The American winner-take-all congressional district system empowers
politicians to engineer electoral outcomes by manipulating district
boundaries. To date, computational solutions mostly focus on drawing
unbiased maps by ignoring political and demographic
input, and instead simply optimize for compactness and other related
metrics. However, we maintain that this is a flawed approach because
compactness and fairness are orthogonal qualities; to achieve a
meaningful notion of fairness, one needs model political
and demographic considerations, using historical data to do this.
We
will
discuss two recent papers
that explore and develop this perspective. In the first (joint with
David Shmoys), we present a scalable approach to explicitly optimize for
arbitrary piecewise-linear definitions of fairness; this employs a
hierarchical stochastic decomposition approach to
produce an exponential number of distinct district plans that can be
optimized via a standard set partitioning integer programming
formulation. This enables the largest-ever ensemble study of
congressional districts, providing insights into the range of possible
expected outcomes and the implications of this range on potential
definitions of fairness. In the second paper (joint with Nikhil Garg,
David Rothschild, and David Shmoys), we use the above decomposition
technique to study the design of multi-member districts
(MMDs) in which each district elects multiple representatives,
potentially through a non-winner-takes-all voting rule (as currently
proposed in H.R. 4000). We carry out large-scale analyses for the U.S.

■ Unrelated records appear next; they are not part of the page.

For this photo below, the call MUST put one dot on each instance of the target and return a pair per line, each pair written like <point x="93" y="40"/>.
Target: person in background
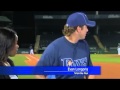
<point x="8" y="48"/>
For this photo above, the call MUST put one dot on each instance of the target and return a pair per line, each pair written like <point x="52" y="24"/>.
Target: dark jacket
<point x="6" y="76"/>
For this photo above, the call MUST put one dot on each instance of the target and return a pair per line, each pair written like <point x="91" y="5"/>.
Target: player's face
<point x="14" y="48"/>
<point x="83" y="32"/>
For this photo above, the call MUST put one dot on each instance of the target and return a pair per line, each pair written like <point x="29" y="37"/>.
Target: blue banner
<point x="36" y="70"/>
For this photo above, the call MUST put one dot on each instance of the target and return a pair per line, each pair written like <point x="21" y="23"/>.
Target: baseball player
<point x="31" y="49"/>
<point x="118" y="50"/>
<point x="70" y="49"/>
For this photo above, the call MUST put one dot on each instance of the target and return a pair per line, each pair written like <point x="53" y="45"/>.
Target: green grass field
<point x="19" y="60"/>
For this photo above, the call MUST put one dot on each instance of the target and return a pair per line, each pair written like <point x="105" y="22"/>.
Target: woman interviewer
<point x="8" y="47"/>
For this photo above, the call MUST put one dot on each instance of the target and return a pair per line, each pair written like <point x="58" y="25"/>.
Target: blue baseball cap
<point x="79" y="19"/>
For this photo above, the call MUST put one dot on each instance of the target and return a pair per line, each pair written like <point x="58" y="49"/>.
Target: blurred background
<point x="40" y="28"/>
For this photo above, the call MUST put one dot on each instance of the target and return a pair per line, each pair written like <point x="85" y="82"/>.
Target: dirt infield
<point x="108" y="70"/>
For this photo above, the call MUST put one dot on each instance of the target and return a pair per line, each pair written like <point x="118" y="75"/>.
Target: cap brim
<point x="91" y="23"/>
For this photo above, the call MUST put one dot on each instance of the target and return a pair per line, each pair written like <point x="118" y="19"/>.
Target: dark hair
<point x="7" y="40"/>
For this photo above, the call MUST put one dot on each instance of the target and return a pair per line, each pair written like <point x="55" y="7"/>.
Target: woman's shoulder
<point x="10" y="62"/>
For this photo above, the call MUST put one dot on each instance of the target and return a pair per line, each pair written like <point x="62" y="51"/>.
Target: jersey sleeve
<point x="89" y="57"/>
<point x="48" y="57"/>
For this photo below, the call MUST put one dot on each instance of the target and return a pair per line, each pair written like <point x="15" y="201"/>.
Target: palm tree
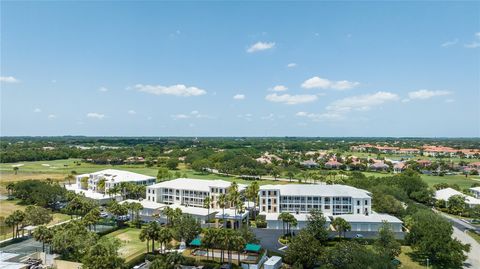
<point x="222" y="203"/>
<point x="234" y="199"/>
<point x="43" y="234"/>
<point x="145" y="236"/>
<point x="207" y="203"/>
<point x="208" y="240"/>
<point x="10" y="187"/>
<point x="252" y="195"/>
<point x="238" y="243"/>
<point x="165" y="235"/>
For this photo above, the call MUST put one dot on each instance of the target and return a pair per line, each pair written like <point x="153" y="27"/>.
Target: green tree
<point x="456" y="204"/>
<point x="386" y="244"/>
<point x="304" y="250"/>
<point x="431" y="237"/>
<point x="35" y="215"/>
<point x="103" y="255"/>
<point x="341" y="225"/>
<point x="44" y="235"/>
<point x="352" y="255"/>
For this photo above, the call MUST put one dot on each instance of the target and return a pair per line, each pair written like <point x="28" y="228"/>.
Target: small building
<point x="333" y="164"/>
<point x="371" y="222"/>
<point x="475" y="192"/>
<point x="309" y="164"/>
<point x="273" y="262"/>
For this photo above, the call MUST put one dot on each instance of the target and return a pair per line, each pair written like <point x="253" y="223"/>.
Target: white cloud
<point x="321" y="116"/>
<point x="176" y="90"/>
<point x="239" y="96"/>
<point x="323" y="83"/>
<point x="191" y="115"/>
<point x="426" y="94"/>
<point x="270" y="116"/>
<point x="291" y="99"/>
<point x="475" y="43"/>
<point x="449" y="43"/>
<point x="247" y="116"/>
<point x="9" y="79"/>
<point x="180" y="116"/>
<point x="259" y="46"/>
<point x="95" y="115"/>
<point x="279" y="88"/>
<point x="361" y="102"/>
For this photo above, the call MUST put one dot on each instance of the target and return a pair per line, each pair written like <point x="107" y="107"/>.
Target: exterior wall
<point x="271" y="201"/>
<point x="475" y="193"/>
<point x="373" y="227"/>
<point x="184" y="197"/>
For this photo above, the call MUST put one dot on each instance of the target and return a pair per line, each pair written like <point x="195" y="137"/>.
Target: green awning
<point x="252" y="247"/>
<point x="196" y="242"/>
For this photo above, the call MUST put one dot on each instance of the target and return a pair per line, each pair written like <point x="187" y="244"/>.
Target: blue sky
<point x="240" y="69"/>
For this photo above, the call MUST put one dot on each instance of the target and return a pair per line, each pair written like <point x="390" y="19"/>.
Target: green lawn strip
<point x="474" y="236"/>
<point x="407" y="262"/>
<point x="131" y="246"/>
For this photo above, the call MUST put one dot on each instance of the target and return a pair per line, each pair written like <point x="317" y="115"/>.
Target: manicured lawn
<point x="407" y="262"/>
<point x="131" y="247"/>
<point x="7" y="207"/>
<point x="474" y="236"/>
<point x="462" y="181"/>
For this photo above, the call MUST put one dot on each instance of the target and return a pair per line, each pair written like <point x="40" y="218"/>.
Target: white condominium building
<point x="302" y="198"/>
<point x="189" y="192"/>
<point x="112" y="178"/>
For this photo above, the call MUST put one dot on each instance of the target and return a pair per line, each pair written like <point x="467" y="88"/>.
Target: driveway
<point x="473" y="260"/>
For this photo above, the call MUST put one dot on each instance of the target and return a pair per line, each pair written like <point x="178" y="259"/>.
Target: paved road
<point x="473" y="260"/>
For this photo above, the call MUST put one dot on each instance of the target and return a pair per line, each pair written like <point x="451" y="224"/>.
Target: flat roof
<point x="298" y="217"/>
<point x="273" y="260"/>
<point x="372" y="218"/>
<point x="118" y="175"/>
<point x="195" y="184"/>
<point x="318" y="190"/>
<point x="89" y="193"/>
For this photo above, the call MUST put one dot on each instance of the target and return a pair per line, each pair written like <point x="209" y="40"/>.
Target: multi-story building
<point x="189" y="195"/>
<point x="189" y="192"/>
<point x="302" y="198"/>
<point x="96" y="185"/>
<point x="334" y="201"/>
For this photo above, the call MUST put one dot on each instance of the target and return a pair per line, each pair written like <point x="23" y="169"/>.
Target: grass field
<point x="131" y="247"/>
<point x="59" y="169"/>
<point x="7" y="207"/>
<point x="462" y="181"/>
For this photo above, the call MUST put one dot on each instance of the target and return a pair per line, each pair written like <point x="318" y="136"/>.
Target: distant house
<point x="475" y="192"/>
<point x="445" y="194"/>
<point x="424" y="163"/>
<point x="333" y="164"/>
<point x="399" y="167"/>
<point x="309" y="163"/>
<point x="379" y="166"/>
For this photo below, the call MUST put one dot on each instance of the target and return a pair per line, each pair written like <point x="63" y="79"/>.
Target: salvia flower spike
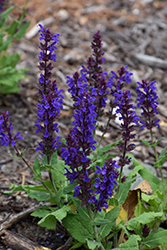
<point x="6" y="136"/>
<point x="147" y="101"/>
<point x="50" y="98"/>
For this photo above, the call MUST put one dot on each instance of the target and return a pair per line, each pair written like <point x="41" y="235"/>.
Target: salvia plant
<point x="86" y="182"/>
<point x="10" y="29"/>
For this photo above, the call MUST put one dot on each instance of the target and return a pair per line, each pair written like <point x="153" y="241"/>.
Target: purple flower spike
<point x="50" y="102"/>
<point x="6" y="128"/>
<point x="4" y="5"/>
<point x="128" y="119"/>
<point x="147" y="101"/>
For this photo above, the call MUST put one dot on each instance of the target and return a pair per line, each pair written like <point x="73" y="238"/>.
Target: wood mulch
<point x="134" y="34"/>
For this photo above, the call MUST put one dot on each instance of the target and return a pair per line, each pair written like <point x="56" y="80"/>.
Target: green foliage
<point x="9" y="75"/>
<point x="80" y="229"/>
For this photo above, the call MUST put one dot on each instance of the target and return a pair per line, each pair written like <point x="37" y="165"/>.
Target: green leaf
<point x="143" y="219"/>
<point x="156" y="239"/>
<point x="92" y="244"/>
<point x="78" y="228"/>
<point x="49" y="221"/>
<point x="61" y="213"/>
<point x="8" y="61"/>
<point x="76" y="246"/>
<point x="145" y="173"/>
<point x="130" y="244"/>
<point x="40" y="213"/>
<point x="110" y="219"/>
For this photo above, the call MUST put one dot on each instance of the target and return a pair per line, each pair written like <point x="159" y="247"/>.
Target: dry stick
<point x="8" y="223"/>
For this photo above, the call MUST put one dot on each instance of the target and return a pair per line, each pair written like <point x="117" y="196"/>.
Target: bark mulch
<point x="134" y="34"/>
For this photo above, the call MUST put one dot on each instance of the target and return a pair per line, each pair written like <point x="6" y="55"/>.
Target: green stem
<point x="51" y="176"/>
<point x="24" y="160"/>
<point x="156" y="155"/>
<point x="94" y="227"/>
<point x="52" y="182"/>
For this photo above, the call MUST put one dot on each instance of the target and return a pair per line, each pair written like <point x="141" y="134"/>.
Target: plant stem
<point x="156" y="155"/>
<point x="24" y="160"/>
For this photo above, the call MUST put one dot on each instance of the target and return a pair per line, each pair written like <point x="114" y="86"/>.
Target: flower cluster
<point x="3" y="5"/>
<point x="147" y="101"/>
<point x="105" y="183"/>
<point x="128" y="117"/>
<point x="6" y="137"/>
<point x="50" y="98"/>
<point x="94" y="73"/>
<point x="80" y="143"/>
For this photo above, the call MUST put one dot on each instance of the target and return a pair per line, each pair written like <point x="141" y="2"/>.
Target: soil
<point x="130" y="30"/>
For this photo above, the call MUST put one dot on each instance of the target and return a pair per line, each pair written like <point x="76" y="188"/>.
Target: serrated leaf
<point x="49" y="221"/>
<point x="78" y="228"/>
<point x="40" y="213"/>
<point x="110" y="216"/>
<point x="58" y="173"/>
<point x="124" y="190"/>
<point x="156" y="239"/>
<point x="131" y="243"/>
<point x="145" y="173"/>
<point x="92" y="244"/>
<point x="61" y="213"/>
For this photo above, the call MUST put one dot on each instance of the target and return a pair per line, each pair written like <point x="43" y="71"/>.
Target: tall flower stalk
<point x="128" y="118"/>
<point x="50" y="98"/>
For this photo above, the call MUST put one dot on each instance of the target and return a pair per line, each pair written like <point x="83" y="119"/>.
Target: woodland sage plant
<point x="86" y="182"/>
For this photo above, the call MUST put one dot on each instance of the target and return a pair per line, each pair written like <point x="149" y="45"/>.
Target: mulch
<point x="133" y="34"/>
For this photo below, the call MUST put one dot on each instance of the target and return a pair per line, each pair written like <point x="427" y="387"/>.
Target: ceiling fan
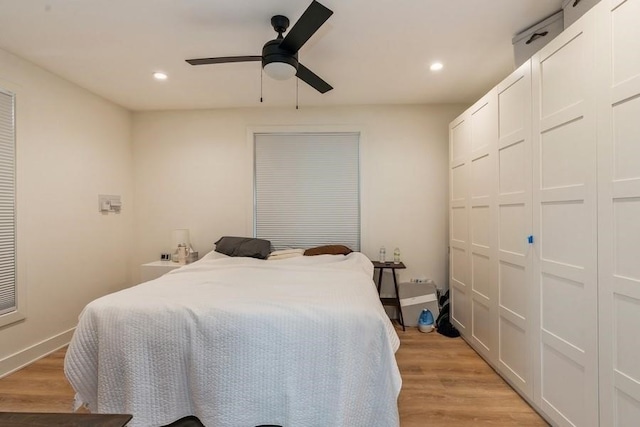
<point x="280" y="55"/>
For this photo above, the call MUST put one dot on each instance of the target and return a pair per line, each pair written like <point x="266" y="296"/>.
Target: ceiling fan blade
<point x="312" y="19"/>
<point x="224" y="59"/>
<point x="310" y="78"/>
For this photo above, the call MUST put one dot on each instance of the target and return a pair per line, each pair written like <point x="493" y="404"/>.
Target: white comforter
<point x="240" y="342"/>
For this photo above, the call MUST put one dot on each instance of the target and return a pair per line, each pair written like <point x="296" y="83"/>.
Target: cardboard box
<point x="414" y="297"/>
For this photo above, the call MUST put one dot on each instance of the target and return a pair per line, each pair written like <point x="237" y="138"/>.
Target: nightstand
<point x="155" y="269"/>
<point x="394" y="301"/>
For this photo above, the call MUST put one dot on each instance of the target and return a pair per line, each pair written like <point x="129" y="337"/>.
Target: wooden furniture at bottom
<point x="35" y="419"/>
<point x="393" y="301"/>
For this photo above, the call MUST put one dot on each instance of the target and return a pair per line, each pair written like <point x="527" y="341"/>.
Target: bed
<point x="240" y="342"/>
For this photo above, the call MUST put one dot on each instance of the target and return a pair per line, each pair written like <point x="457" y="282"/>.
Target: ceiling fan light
<point x="280" y="70"/>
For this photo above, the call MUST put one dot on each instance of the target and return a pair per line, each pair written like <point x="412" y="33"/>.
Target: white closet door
<point x="483" y="184"/>
<point x="565" y="226"/>
<point x="459" y="289"/>
<point x="619" y="215"/>
<point x="514" y="264"/>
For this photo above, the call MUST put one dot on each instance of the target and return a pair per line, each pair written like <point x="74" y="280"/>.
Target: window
<point x="8" y="303"/>
<point x="307" y="189"/>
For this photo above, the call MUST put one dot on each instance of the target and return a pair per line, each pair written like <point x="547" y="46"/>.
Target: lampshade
<point x="280" y="70"/>
<point x="181" y="236"/>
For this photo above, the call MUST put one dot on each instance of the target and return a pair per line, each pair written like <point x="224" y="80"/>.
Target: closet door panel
<point x="459" y="154"/>
<point x="619" y="213"/>
<point x="484" y="124"/>
<point x="514" y="258"/>
<point x="565" y="224"/>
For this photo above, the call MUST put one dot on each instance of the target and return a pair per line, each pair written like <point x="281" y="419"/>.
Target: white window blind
<point x="7" y="204"/>
<point x="307" y="189"/>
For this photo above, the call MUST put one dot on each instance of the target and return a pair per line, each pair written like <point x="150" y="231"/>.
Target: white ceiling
<point x="370" y="51"/>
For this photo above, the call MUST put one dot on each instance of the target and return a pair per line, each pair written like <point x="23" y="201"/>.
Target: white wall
<point x="71" y="146"/>
<point x="193" y="169"/>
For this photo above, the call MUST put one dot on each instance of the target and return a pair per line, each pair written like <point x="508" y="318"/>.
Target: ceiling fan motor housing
<point x="271" y="52"/>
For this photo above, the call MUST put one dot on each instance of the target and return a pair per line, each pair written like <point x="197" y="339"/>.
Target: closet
<point x="545" y="223"/>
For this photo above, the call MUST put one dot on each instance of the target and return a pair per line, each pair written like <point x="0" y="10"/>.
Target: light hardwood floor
<point x="445" y="383"/>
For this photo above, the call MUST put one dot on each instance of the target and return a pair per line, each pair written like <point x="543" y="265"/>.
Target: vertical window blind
<point x="7" y="204"/>
<point x="307" y="189"/>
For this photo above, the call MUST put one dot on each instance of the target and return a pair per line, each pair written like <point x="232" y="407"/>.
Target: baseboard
<point x="19" y="360"/>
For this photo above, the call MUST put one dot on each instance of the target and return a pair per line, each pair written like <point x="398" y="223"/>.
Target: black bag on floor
<point x="443" y="322"/>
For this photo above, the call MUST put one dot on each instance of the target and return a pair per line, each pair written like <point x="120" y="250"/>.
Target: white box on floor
<point x="414" y="297"/>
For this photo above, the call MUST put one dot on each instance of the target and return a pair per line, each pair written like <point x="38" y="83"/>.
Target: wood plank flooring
<point x="445" y="383"/>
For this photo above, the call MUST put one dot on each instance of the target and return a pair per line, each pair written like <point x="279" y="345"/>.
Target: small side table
<point x="394" y="301"/>
<point x="155" y="269"/>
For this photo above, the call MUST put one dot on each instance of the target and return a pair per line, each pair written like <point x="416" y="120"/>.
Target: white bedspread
<point x="240" y="342"/>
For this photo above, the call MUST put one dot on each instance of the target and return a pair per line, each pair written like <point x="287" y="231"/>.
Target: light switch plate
<point x="109" y="203"/>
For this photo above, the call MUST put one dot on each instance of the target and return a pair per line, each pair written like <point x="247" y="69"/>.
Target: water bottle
<point x="396" y="256"/>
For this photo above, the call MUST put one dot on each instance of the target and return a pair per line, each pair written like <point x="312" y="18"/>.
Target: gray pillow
<point x="244" y="246"/>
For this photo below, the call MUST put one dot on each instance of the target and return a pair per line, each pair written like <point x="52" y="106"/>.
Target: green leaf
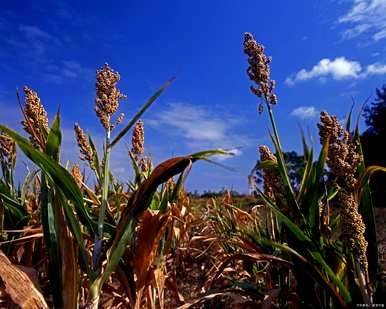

House of Representatives under MMDs with different social
choice functions, under algorithmically generated maps optimized for
either partisan benefit or proportionality. We find that with
three-member districts using Single Transferable Vote, fairness-minded
independent commissions can achieve proportional outcomes
in every state up to rounding, and this would significantly curtail the
power of advantage-seeking partisans to gerrymander. We believe that
this work opens up a rich research agenda at the intersection of social
choice and computational redistricting.
Bio:
Wes Gurnee
is a Ph.D. student
in the Operations Research Center at the Massachusetts Institute of
Technology advised by Dimitris Bertsimas. He is broadly interested in
the use of mathematical modeling and optimization to improve
sociotechnical systems, with an emphasis on fairness and
sustainability. Before MIT, he was a software engineer at Google and
graduated with a degree in computer science from Cornell University.